Curious about Deep Learning? Read on for a mathematics and jargon free crash course in Deep Learning and Artificial Neural Networks!
What is Deep Learning?
Deep Learning is a a type of Machine Learning built upon multi-layered Artificial Neural Networks:
- Machine Learning allows computers to learn, make predictions and describe data without being explicitly programmed.
- Artificial Neural Networks (ANNs) are inspired by the neurons of the human brain. ANNs consist of a set of interconnected nodes that work together to perform complex statistical operations on incoming data.
Before we delve into Deep Learning we must first understand Artificial Neural Networks.
The Anatomy of an Artificial Neural Network
A common starting point for understanding ANNs is the Feed Forward architecture. In this section we'll look at a typical Feed Forward ANN and explain the process of training it.
Layers in a Feed Forward ANN
Feed Forward ANNs organise their nodes into three distinct layers, with output from each layer being fed in to the next. Information flows in one direction, hence the Feed Forward name.
- Input Layer: The Input Layer provides an entry point for incoming data. As such it needs to match the format or "shape" of the expected input. For example, an RGB image 28 pixels high and 28 pixels wide might require an Input Layer of 2352 nodes organised into a 3D structure (28 x 28 x 3).
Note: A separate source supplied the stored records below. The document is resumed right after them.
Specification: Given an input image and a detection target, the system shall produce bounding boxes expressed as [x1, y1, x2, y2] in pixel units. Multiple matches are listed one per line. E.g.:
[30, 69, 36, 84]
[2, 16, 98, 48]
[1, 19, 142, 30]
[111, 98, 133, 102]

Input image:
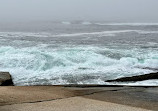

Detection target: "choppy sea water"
[0, 22, 158, 86]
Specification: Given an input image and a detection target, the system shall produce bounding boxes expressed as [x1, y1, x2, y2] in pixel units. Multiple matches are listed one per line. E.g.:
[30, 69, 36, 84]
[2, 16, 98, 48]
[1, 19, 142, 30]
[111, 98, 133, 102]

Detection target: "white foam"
[54, 30, 137, 37]
[0, 45, 158, 85]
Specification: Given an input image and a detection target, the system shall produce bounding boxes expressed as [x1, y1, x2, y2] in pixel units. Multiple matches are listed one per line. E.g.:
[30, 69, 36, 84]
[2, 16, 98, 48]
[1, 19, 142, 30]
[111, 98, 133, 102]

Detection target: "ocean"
[0, 21, 158, 86]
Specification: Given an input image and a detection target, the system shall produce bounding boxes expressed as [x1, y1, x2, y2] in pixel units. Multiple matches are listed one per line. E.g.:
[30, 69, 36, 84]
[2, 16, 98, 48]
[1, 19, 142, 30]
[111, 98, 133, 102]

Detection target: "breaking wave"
[0, 46, 158, 85]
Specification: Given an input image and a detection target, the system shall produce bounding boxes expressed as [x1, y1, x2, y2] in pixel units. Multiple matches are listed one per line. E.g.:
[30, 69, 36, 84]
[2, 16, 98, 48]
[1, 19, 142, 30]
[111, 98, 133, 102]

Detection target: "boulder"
[0, 72, 13, 86]
[105, 72, 158, 82]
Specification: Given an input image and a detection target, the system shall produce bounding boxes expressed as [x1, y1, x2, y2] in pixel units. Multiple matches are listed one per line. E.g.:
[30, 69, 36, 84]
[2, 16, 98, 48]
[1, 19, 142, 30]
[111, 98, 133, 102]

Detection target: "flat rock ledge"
[0, 72, 13, 86]
[105, 72, 158, 82]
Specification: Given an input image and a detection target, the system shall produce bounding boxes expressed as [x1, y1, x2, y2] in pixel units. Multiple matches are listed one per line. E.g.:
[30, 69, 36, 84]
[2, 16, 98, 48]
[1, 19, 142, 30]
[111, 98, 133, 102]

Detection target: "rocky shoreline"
[0, 86, 158, 111]
[0, 72, 158, 111]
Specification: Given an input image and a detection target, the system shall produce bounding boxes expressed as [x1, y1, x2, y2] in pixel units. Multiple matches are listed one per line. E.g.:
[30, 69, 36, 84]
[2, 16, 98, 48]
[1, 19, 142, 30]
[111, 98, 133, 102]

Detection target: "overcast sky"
[0, 0, 158, 22]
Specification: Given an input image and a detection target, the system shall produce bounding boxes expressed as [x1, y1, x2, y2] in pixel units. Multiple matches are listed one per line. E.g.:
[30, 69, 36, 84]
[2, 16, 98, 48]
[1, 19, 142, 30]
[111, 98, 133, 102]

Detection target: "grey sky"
[0, 0, 158, 22]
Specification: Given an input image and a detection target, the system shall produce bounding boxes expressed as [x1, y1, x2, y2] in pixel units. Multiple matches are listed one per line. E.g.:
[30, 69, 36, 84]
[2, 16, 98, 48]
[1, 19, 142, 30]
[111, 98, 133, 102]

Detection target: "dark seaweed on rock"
[105, 72, 158, 82]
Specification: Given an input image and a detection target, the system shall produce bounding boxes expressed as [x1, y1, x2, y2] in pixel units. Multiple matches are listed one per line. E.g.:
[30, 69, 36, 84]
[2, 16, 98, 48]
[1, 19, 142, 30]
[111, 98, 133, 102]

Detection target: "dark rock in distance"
[105, 72, 158, 82]
[0, 72, 13, 86]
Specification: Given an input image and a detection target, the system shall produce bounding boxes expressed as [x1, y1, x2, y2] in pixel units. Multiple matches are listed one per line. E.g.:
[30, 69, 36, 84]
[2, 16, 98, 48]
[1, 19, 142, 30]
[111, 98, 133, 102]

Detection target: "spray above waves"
[0, 30, 158, 38]
[0, 47, 158, 85]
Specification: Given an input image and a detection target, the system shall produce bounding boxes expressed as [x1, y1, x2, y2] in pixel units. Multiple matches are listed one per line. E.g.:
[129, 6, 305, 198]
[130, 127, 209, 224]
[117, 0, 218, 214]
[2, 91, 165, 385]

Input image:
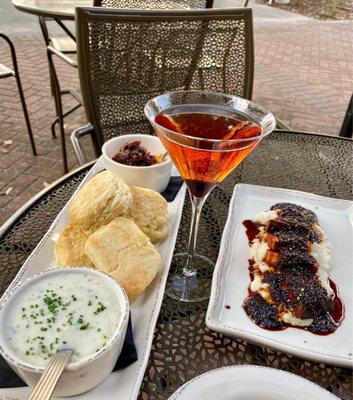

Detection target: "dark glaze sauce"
[243, 220, 344, 335]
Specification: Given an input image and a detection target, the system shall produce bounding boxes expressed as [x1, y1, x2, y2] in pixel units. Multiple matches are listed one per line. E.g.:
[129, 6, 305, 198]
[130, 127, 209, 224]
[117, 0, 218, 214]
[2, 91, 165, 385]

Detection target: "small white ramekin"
[0, 267, 129, 397]
[102, 134, 172, 192]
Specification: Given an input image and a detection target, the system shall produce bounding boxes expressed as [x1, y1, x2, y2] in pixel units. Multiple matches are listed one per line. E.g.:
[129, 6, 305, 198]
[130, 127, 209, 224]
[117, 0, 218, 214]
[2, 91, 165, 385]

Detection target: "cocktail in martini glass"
[145, 91, 275, 302]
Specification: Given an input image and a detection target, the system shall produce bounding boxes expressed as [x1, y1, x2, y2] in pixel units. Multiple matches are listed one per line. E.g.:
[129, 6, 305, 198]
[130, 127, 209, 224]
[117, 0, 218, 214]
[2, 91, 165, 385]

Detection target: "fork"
[28, 350, 72, 400]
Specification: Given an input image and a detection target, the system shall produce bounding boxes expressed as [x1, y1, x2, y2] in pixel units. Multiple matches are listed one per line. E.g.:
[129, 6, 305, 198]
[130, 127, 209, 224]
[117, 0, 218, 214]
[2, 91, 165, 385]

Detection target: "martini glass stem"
[183, 191, 207, 277]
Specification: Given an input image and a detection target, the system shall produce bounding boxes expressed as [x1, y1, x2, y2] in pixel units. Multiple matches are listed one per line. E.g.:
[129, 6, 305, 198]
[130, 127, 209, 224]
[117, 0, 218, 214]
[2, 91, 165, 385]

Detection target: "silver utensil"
[28, 350, 72, 400]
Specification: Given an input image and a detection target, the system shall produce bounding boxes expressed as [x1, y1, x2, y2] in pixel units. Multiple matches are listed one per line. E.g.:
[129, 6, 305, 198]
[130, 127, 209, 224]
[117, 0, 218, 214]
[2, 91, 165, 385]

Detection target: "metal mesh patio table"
[0, 131, 353, 400]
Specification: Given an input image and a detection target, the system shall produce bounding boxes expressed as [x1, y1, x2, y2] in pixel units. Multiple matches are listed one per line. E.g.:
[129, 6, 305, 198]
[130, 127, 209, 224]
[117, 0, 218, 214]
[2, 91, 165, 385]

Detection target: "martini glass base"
[166, 253, 214, 303]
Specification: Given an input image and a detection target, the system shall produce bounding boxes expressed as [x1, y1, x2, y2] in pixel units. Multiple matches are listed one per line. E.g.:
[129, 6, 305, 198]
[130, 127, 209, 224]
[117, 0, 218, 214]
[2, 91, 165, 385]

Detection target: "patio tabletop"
[12, 0, 195, 20]
[0, 131, 353, 400]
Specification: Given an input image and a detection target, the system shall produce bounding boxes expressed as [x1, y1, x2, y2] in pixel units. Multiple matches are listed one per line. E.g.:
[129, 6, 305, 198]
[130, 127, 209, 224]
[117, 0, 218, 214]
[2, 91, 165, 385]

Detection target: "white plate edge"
[0, 157, 186, 400]
[168, 364, 339, 400]
[205, 183, 353, 369]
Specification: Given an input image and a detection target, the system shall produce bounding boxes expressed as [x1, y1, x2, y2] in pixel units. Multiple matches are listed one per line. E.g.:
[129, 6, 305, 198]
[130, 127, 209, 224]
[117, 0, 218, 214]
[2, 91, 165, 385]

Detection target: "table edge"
[0, 129, 353, 239]
[11, 0, 75, 21]
[0, 160, 97, 239]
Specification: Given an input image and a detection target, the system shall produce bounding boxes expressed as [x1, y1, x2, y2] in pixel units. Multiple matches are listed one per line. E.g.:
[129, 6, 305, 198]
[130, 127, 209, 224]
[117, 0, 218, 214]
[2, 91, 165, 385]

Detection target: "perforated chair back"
[76, 7, 253, 145]
[93, 0, 213, 10]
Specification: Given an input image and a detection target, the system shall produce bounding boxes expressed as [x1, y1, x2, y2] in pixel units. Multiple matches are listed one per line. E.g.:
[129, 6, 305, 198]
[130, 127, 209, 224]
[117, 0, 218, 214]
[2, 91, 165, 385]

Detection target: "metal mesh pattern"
[94, 0, 210, 10]
[0, 132, 353, 400]
[78, 10, 252, 142]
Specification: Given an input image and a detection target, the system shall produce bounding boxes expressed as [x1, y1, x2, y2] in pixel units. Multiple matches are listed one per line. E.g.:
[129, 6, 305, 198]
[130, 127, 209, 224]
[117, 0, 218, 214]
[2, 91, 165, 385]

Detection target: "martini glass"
[145, 91, 275, 302]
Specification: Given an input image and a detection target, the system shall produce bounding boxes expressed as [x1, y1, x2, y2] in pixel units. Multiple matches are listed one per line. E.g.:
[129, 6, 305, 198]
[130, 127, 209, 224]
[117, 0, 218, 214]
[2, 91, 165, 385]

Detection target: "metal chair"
[339, 95, 353, 139]
[93, 0, 213, 6]
[71, 8, 254, 164]
[39, 16, 82, 172]
[93, 0, 213, 6]
[0, 33, 37, 156]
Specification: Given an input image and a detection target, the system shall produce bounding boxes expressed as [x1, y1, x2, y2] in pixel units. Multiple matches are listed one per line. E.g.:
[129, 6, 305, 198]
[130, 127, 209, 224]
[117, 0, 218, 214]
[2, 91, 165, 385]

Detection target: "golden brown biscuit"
[127, 186, 169, 243]
[54, 225, 94, 268]
[84, 217, 161, 300]
[69, 171, 132, 233]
In such a structure each node would represent the Red, Green or Blue value for a given pixel.
- Hidden Layer: Hidden layers are so called because they sit between the Input and Output Layers and have no contact with the "outside world". Their role is to identify features from the input data and use these to correlate between a given input and the correct output. An ANN can have multiple Hidden Layers.
- Output Layer: The Output Layer delivers the end result from the ANN and is structured according to the use case you are working on. For example, if you wanted an ANN to recognise 10 different objects in images you might want 10 output nodes, each representing one of the objects you are trying to find. The final score from each output node would then indicate whether or not the associated object had been found by the ANN.
Nodes in an Artificial Neural Network
As already mentioned, nodes in the Input Layer exist merely as an entry point for incoming data and perform no additional processing.
Nodes in the Hidden and Output Layers are more complex.
Nodes in the Hidden and Output Layers function as follows:
- Inputs: In the diagram above our node is recieving two seperate inputs (i0 and i1) from upstream nodes in the network. In reality a node will likely have much more than 2 parallel inputs.
- Weights: Each incoming connection has a weight (w0 and w1) applied to it's incoming value. Weights can positive or negative, having the effect of either amplifying or dampening the effect of the incoming input. Tuning these weights are an important part of the training process (which is discussed in the next section).
- Sum of weighted inputs: All weighted inputs to our node are added up into a single value.
- Activation Function: The main goal of the activation function is to convert the sum of weighted inputs into an output signal that is then sent further in the network. There are many different types of activation function, all with their own benefits and drawbacks.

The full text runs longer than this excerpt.